# One Pot, Two Lives ...



## MollyJean (Dec 29, 2009)

... broke my heart!

I was looking at another website and saw this on a post... Just looking at this tank is upsetting! It's trendy and fad, but no fish should be in conditions like that. Clean water is great, but there is no heater and very little room to put a heater, and the bowl is so small! And looking at the top, the opening can't be that big. You probably couldn't put a net or cup down there, so every time you need to clean the tank (And I don't care how good the filter is, sometimes a tank needs a good once over.) And how do you remove the fish.. pour him out? Grr...

The company that makes them is one of those specialty design studios and probably charge hundreds of dollars for that little thing.. It makes me realize more then ever that the conditions Betta, Goldfish, guppies, mollies and all the other fad fish has become the norm because of greed more then anything.


--------------------------------------------------------------------------------------

The planter and fish tank work together to make your fish and your plant healthier. The system works by the fish poo acting as a moist fertilizer for the plant. The filter system helps to maintain neutral PH quality in the water for the fish while extending the watering period by about one week for the plant. One Pot, Two Lives was created by designers Sheng-Zhe Feng and Ling-Yuan Chou.


----------



## LittleBettaFish (Oct 2, 2010)

I don't just put the blame on the designers, sellers and manufacturers of these products though.
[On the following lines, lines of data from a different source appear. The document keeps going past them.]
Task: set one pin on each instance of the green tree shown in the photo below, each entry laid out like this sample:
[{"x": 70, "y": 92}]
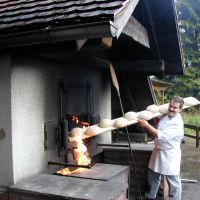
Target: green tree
[
  {"x": 187, "y": 85},
  {"x": 189, "y": 23}
]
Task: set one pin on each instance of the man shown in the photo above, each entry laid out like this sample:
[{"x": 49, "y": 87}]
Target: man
[{"x": 166, "y": 156}]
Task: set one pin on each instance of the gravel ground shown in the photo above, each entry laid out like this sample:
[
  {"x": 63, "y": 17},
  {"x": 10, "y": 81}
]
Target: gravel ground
[{"x": 190, "y": 169}]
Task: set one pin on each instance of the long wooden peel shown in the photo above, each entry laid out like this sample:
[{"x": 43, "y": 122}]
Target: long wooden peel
[
  {"x": 98, "y": 130},
  {"x": 114, "y": 78}
]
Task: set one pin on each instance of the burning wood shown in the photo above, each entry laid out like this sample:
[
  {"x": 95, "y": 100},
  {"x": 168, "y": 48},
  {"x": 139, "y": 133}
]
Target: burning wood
[
  {"x": 80, "y": 154},
  {"x": 151, "y": 112},
  {"x": 81, "y": 157}
]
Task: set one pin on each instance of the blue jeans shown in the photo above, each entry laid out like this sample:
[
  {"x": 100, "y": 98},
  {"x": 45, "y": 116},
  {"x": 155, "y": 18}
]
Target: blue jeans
[{"x": 174, "y": 183}]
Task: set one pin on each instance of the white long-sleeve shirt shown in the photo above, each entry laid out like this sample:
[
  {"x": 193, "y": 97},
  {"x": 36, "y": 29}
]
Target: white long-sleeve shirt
[{"x": 166, "y": 156}]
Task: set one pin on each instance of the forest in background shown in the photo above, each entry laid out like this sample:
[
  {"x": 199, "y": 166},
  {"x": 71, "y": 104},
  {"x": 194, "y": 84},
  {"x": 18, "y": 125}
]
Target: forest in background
[{"x": 188, "y": 13}]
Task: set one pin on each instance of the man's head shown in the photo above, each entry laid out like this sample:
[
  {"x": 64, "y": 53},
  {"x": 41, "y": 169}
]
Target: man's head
[{"x": 175, "y": 106}]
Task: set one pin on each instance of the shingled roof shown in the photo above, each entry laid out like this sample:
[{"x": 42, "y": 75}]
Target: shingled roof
[{"x": 20, "y": 15}]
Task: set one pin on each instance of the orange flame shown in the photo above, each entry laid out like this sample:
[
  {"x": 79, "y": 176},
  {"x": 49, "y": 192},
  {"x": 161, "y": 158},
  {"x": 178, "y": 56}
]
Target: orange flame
[{"x": 81, "y": 157}]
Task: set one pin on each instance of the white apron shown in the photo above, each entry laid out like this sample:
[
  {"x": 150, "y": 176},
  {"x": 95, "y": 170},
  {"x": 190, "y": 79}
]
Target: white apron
[{"x": 166, "y": 156}]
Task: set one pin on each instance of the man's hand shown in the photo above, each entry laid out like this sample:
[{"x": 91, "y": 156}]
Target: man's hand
[{"x": 143, "y": 123}]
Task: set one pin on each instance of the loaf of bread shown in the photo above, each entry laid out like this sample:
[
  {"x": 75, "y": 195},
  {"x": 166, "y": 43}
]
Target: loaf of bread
[
  {"x": 147, "y": 115},
  {"x": 130, "y": 115},
  {"x": 105, "y": 123},
  {"x": 120, "y": 122},
  {"x": 153, "y": 108}
]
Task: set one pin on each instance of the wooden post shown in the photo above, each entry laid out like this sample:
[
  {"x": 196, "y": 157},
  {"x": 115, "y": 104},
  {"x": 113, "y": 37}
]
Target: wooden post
[{"x": 197, "y": 137}]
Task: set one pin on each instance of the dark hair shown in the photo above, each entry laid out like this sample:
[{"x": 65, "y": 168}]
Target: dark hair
[{"x": 179, "y": 100}]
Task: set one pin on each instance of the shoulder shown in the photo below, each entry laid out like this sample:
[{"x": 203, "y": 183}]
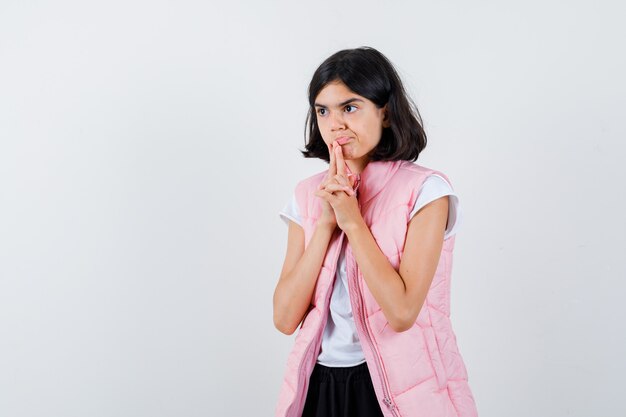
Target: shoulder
[{"x": 412, "y": 171}]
In the age of technology there is really no excuse for ignorance.

Most people would not buy a computer or fridge without doing the proper research first, so why do they continually go out and buy a living, breathing animal without doing one single Google search?

As long as humans are humans, these products are always going to be sold, and to some people bettas and other fish will never be anything but ornamental.


----------